序曲『魔女の息子』(11)

 少年が首を傾げると、パーシィが小さく肯く。しかしセシルの問いは拾われなかった。


「着替えだ。僕が用意したもので良ければ、好きに着てくれたまえ、セシル」


「ほ、本当ですか! ありがとうございます、パーシィさん!」


 セシルが喜んで備え付けのクローゼットを開けると、彼の笑顔は戸惑いに凍りついた。

 そこには色とりどりの少女物の洋服が所せましと掛っていた。ふわりと花開いたのは、ヴァーべナの香りだ。セシルには、ハンガーにかかったそのどれもが一級品であると、感動する心の余裕はなかった。少年の疑惑が確信に変わる。やっぱりそうじゃないか。
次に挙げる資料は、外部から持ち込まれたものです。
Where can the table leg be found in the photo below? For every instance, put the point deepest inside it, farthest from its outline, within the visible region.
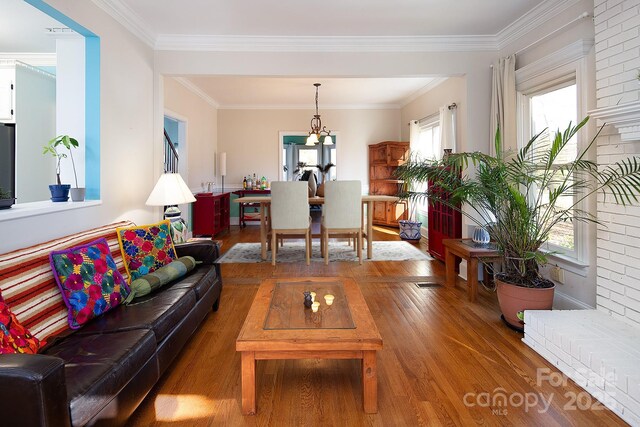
(450, 267)
(369, 230)
(248, 373)
(472, 278)
(369, 382)
(263, 231)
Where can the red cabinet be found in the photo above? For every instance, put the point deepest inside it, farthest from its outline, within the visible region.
(211, 213)
(444, 223)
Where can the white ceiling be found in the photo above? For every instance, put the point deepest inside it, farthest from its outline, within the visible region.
(328, 17)
(280, 92)
(23, 28)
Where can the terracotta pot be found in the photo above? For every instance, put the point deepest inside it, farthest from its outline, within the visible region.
(513, 299)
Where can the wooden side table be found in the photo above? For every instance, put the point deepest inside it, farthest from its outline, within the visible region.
(469, 251)
(244, 216)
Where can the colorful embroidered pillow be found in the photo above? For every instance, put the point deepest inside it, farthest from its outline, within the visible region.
(152, 281)
(15, 338)
(89, 280)
(146, 248)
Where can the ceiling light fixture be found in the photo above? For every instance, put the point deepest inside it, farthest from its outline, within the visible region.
(317, 130)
 セシルは不快感を露わにしないよう、懸命に努力しながら振り向いた。


「あの、勘違いがあったらいけないんで、確認しておきたいんですけど」


 出会ってまだ一時間程度の、寛大で美しきパトロンに失礼があってはいけない。

 セシルは言葉を選んだ。少年のこれからは、パーシィの一存にかかっているのだ。


「なんだい?」


 紳士は穏やかに首を傾げる。乱暴でもいけない、けれども誤解は解かねばならない。

 齟齬は早いうちにとっぱらったほうがいい。セシルは心とボーイソプラノを固めた。


「オレ、男です」


 きっぱりと言った。そうセシルが思うくらい、極めて明快で簡潔なセリフだった。

 だがパーシィの反応は、同じくらい、こざっぱりしたものだった。


「知っているよ」


「じゃあ、どうして女装なんか!」


 正面へ一歩踏み出した若きパトロンは、少年の顔を覗き込んで目を細めた。


「当然だ。君を魔女として雇ったんだから」


 そして胸元からあの紙きれを取りだし、セシルの鼻先へ突き付けた。

 それは、少女に扮したセシルの写真だった。そして急に頬と頬を寄せてささやいた。


「安心してほしい。君が魔女の末裔であることは、僕しか知らない」


「なんでそれを!」


 セシルは反射的に男の胸を突き飛ばした。そのままよろよろと後ずさると、背中が二重窓へぶつかった。うなる風の音が聞こえる。けれどそれは遠く感じられた。


「知っているよ。ダ・マスケが魔女の村で、世界から隠れていることも」


 家族にまでお金が入るなんて、おかしいと思ったんだ。